Pjöngjang/Berlin – Vor gut einem Jahr kippte er beim Stapellauf um und schlug leck – jetzt ist der nordkoreanische Zerstörer „Kang Kon“ offenbar wieder einsatzbereit. Staatsmedien zufolge hat das Kriegsschiff einen atomwaffenfähigen Marschflugkörper getestet. Diktator Kim Jong-un (42) beobachtete die Tests bestgelaunt mit Sonnenhut und ließ den Zerstörer aus allen Rohren feuern. Seine Propaganda meldet, dass der ehemalige Pannen-Kahn in zwei Monaten seinen aktiven Dienst aufnehmen soll – unklar ist, was das genau bedeutet.
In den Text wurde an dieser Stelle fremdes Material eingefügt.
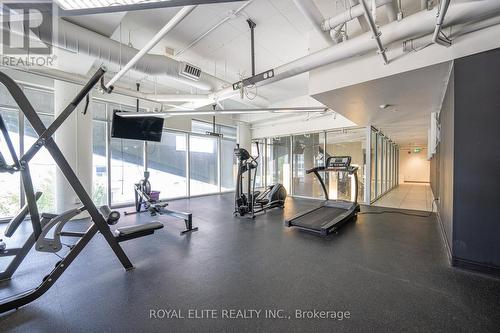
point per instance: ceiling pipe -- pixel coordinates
(225, 111)
(178, 17)
(78, 40)
(231, 15)
(417, 44)
(376, 33)
(349, 15)
(437, 38)
(177, 98)
(392, 10)
(424, 5)
(314, 16)
(418, 24)
(361, 19)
Der Zerstörer der 5000-Tonnen-Klasse erprobte neben dem Abschuss der für Kim wichtigsten Waffe auch seine Hauptkanone, automatische Geschütze und elektronische Kampfsysteme, meldete die nordkoreanische Nachrichtenagentur KCNA am Sonntag. Auf Bildern ist zu sehen, wie das Kriegsschiff auf das offene Meer schießt, vermutlich an der Ostküste Nordkoreas am Ostmeer (Japanisches Meer).
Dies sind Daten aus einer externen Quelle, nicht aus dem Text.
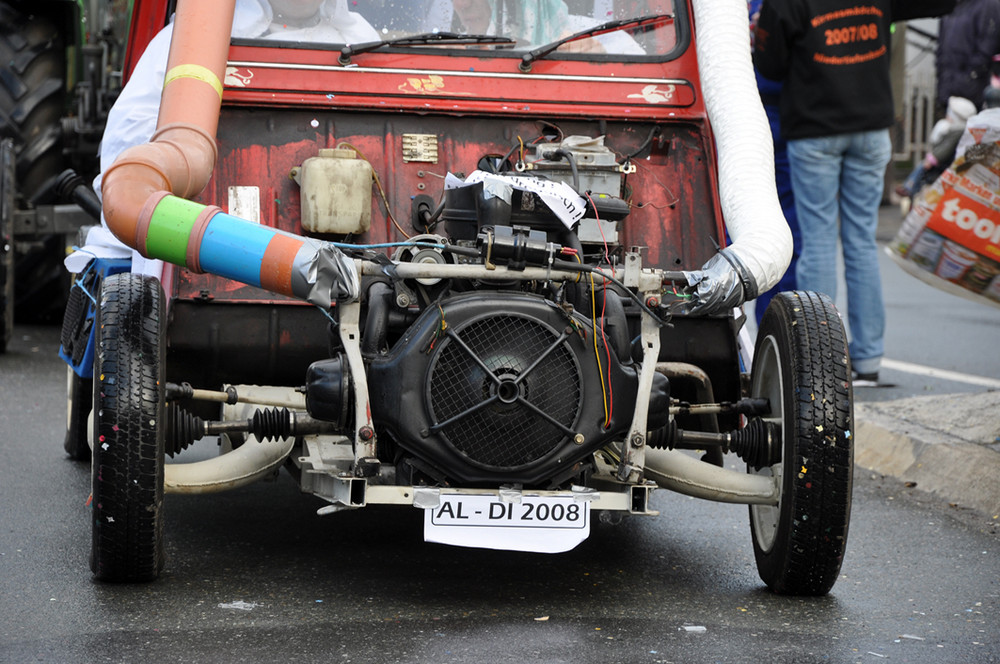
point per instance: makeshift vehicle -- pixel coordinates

Wie KCNA am Sonntag berichtete, wohnte Alleinherrscher Kim Jong-un bereits am Freitag dem Abfeuern von Marschflugkörpern sowie dem Einsatz von „Mitteln der elektronischen Kriegsführung“ an Bord des Marinezerstörers „Kang Kon“ bei. Kim versprach laut KCNA, Nordkoreas Entschlossenheit zum Erwerb „absoluter Macht“ unter Beweis zu stellen.
Blamage vor den Augen des Machthabers
Der Stapellauf der „Kang Kon“ im Mai 2025 war zu einer Blamage für Nordkorea geworden. Während der Zeremonie im Hafen von Chongjin rutschte ein Transportgestell am Heck ab und blieb KCNA zufolge stecken. Der Zerstörer kippte vor den Augen Kims um und schlug offenbar leck (BILD berichtete).
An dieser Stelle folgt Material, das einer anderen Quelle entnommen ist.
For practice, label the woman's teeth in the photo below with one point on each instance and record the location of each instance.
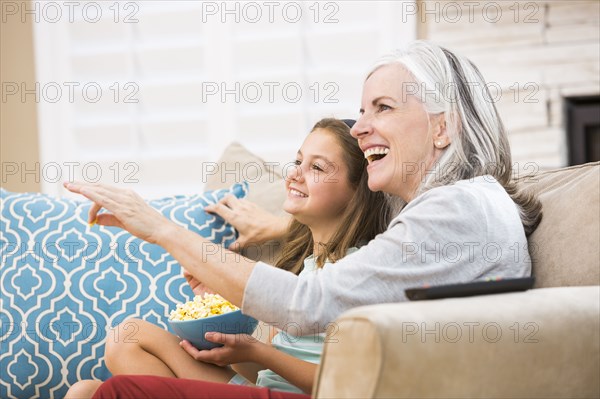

Der wutentbrannte Machthaber sprach damals von Kriminalität, Verantwortungslosigkeit und „unwissenschaftlichen Methoden“. Mindestens vier Personen wurden festgenommen. Das wahre Ausmaß der Schäden ließ sich wegen der extremen Geheimhaltung und Isolation Nordkoreas nicht unabhängig feststellen.
Schwesterschiff bereits in Dienst gestellt
Das Schwesterschiff des Zerstörers, die „Choe Hyon“, ist vergangene Woche mit einer pompösen Zeremonie in Dienst gestellt worden. Südkoreanische Regierungsvertreter und Experten gehen davon aus, dass beide Schiffe mit russischer Unterstützung gebaut worden sind. Sie bezweifeln allerdings, dass sie tatsächlich einsatzbereit sind.
Kim will Kriegsschiff-Fuhrpark
Kim treibt die Aufrüstung im Rekordtempo voran: Nach der Entwicklung ballistischer Raketen richtet der Despot sein Augenmerk zunehmend auf die Seestreitkräfte. Er hat gefordert, in den nächsten fünf Jahren jährlich zwei neue 5000-Tonnen-Kriegsschiffe zu bauen und einen noch größeren 10.000-Tonnen-Zerstörer zu entwickeln. Außerdem forderte er den Bau von Interkontinentalraketen, die von unter Wasser gestartet werden können.